Berlin, BRD (Weltexpress). Mit dem Schluss-Signal brachen alle Dämme. Die Eisbären hatten einen 4:1-Sieg (1:0,1:0,2:1) gegen die Adler in Mannheim vor 13600 eingefahren. Chapeau!

Damit war der Gewinn des zwölften  Deutschen Meistertitels in der Deutschen Eishockey-Liga für die Berliner perfekt. Ty Ronning brillierte mit neun Playoff-Treffern ebenso an der Torjäger-Spitze, wie Marcel Noebels als Vorlagengeber. Mit zwei Vorlagen im Sonntagspiel eroberte der „Noebi“ genannte Eisbären-Stürmer Marcel Noebels mit 60 Punkten die Tabellenspitze der ewigen Vorlagengeber.

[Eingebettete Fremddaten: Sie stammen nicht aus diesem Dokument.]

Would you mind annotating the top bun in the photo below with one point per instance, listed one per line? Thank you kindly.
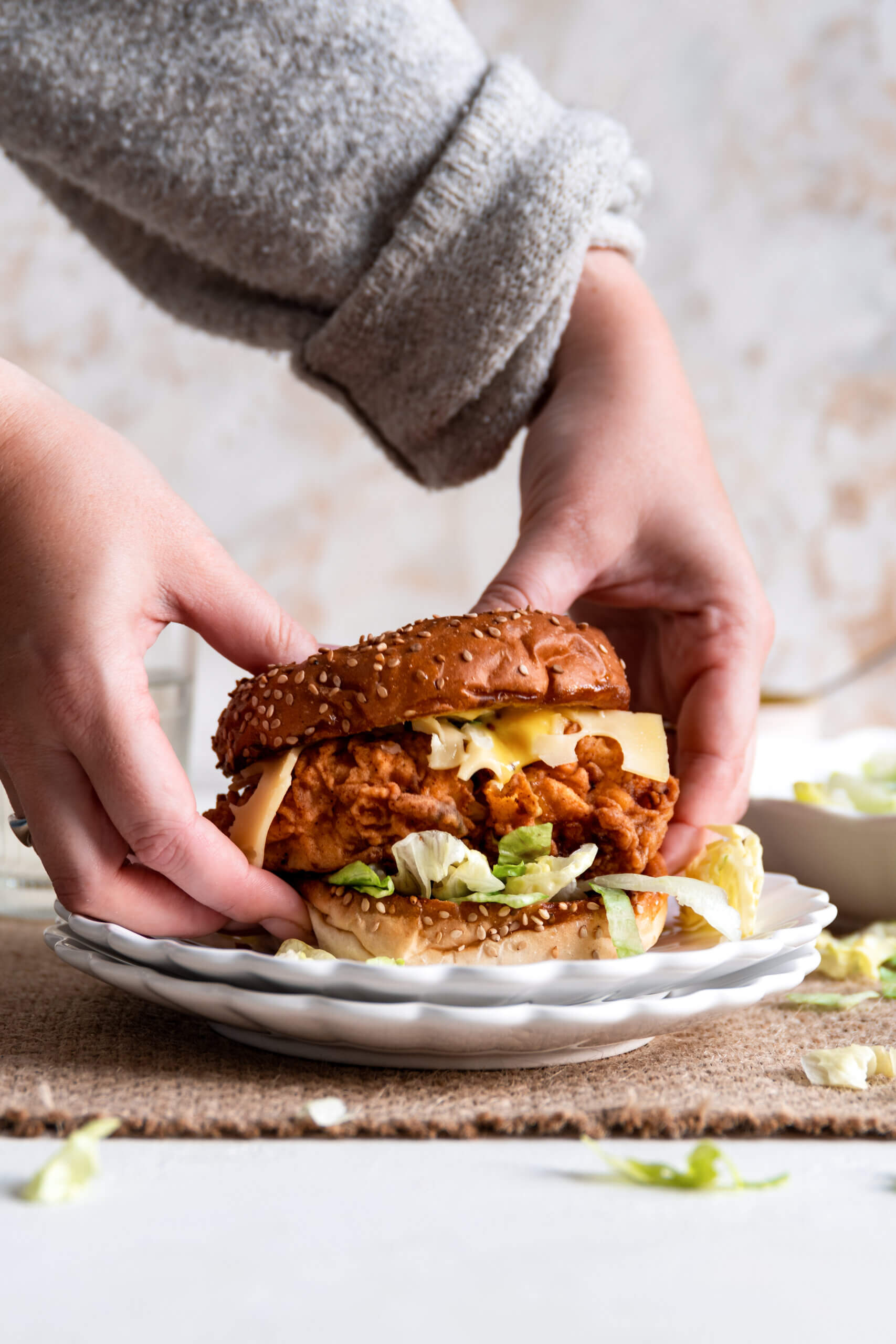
(441, 666)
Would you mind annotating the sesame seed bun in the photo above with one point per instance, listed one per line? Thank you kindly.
(438, 932)
(438, 666)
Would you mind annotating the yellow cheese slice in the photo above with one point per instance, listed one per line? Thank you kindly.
(251, 820)
(508, 740)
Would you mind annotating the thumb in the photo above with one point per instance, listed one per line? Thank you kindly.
(238, 617)
(541, 572)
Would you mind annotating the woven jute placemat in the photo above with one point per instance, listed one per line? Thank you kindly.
(73, 1049)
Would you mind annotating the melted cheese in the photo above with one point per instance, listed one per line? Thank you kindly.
(251, 820)
(510, 740)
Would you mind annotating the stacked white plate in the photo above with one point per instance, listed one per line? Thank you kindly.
(460, 1016)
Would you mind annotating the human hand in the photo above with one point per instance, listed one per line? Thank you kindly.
(626, 524)
(97, 557)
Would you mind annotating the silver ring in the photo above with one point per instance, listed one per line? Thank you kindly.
(20, 830)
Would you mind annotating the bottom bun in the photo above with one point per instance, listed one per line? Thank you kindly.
(425, 933)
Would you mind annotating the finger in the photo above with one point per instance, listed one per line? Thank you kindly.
(543, 570)
(147, 796)
(237, 616)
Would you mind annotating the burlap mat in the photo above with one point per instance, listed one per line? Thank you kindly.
(73, 1049)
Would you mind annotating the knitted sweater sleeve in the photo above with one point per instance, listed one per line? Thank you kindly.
(347, 181)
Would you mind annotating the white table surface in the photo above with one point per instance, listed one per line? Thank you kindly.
(487, 1240)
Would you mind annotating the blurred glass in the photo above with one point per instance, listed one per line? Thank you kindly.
(25, 886)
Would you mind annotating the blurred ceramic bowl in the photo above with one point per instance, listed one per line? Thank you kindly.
(852, 855)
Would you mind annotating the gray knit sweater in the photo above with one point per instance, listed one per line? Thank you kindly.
(349, 181)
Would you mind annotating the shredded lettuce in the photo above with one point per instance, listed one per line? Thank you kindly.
(70, 1171)
(733, 863)
(848, 1066)
(327, 1110)
(835, 1003)
(858, 954)
(424, 858)
(297, 951)
(361, 877)
(702, 897)
(624, 928)
(707, 1166)
(549, 877)
(473, 875)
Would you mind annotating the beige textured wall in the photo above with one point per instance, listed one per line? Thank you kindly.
(772, 132)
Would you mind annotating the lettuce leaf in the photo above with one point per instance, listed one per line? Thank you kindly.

Der bravouröse Sieg für die Eisbären durch Tore von Ronning (2), Liam Kirk und Eric Mik war der dritte Titelgewinn in Folge. Da musste auf dem Weg zur Siegerehrung selbst so ein hartgesottener Profi wie EHC-Trainer Serge Aubin (51) mit den Tränen kämpfen. Schließlich hatten die Eisbären mit dem sechsten Platz 31 Vorrundenpunkte weniger auf dem Konto als Vorrunden-Spitzenreiter Köln.

In die TV-Mikrofone sagteAubin deshalb später: „Diese Meisterschaft ist etwas Besonderes. Meinen Spielern zolle ich höchsten Respekt. Wir waren diese Saison selbst in den Playoffs noch vielen Schwierigkeiten ausgesetzt. Wir haben aber nie aufgegeben und unsere Siegermentalität gezeigt. Wir wussten immer, dass wir eine starke Mannschaft haben. Ich bin stolz auf alle, denn sie haben auf unserer gemeinsamen Reise einen großen Einsatz gezeigt.“

Mit den Tränen kämpfte auch Torwart-Trainer Sebastian Elwing. Er hat durch ausdauernde Fleißarbeit mit den Eisbären-Keepern nun auch nach Jacke Hildebrand mit Jonas Stettmer einen zweiten Torwart im Eisbären-Pelz zu einem Spitzenklasse-Keeper geformt. Und noch einmal: Chapeau!

Für seine Glanzparaden ehrte die Jury Stettmer zum MVP des fünften Playoff-Finalspiels. Natürlich schwärmte der 1,94 m große Straubinger nach der Ehrung: „Ich bin unfassbar glücklich. Es fühlt sich unglaublich an. Ich hätte mir niemals erträumt, einmal MVP einer Finalserie zu werden. Ich habe einfach versucht, dem Team zu helfen. Wir haben auch heute wieder zusammen gekämpft, zusammen alles gegeben und sind dadurch verdient Deutscher Meister geworden.“

Heute schütteln die Eisbären die Müdigkeit aus den Gliedern. Am Sonnabend, den 9.5.2026, soll dann ab 15 Uhr vor der Uber-Arena die große Meisterfeier steigen.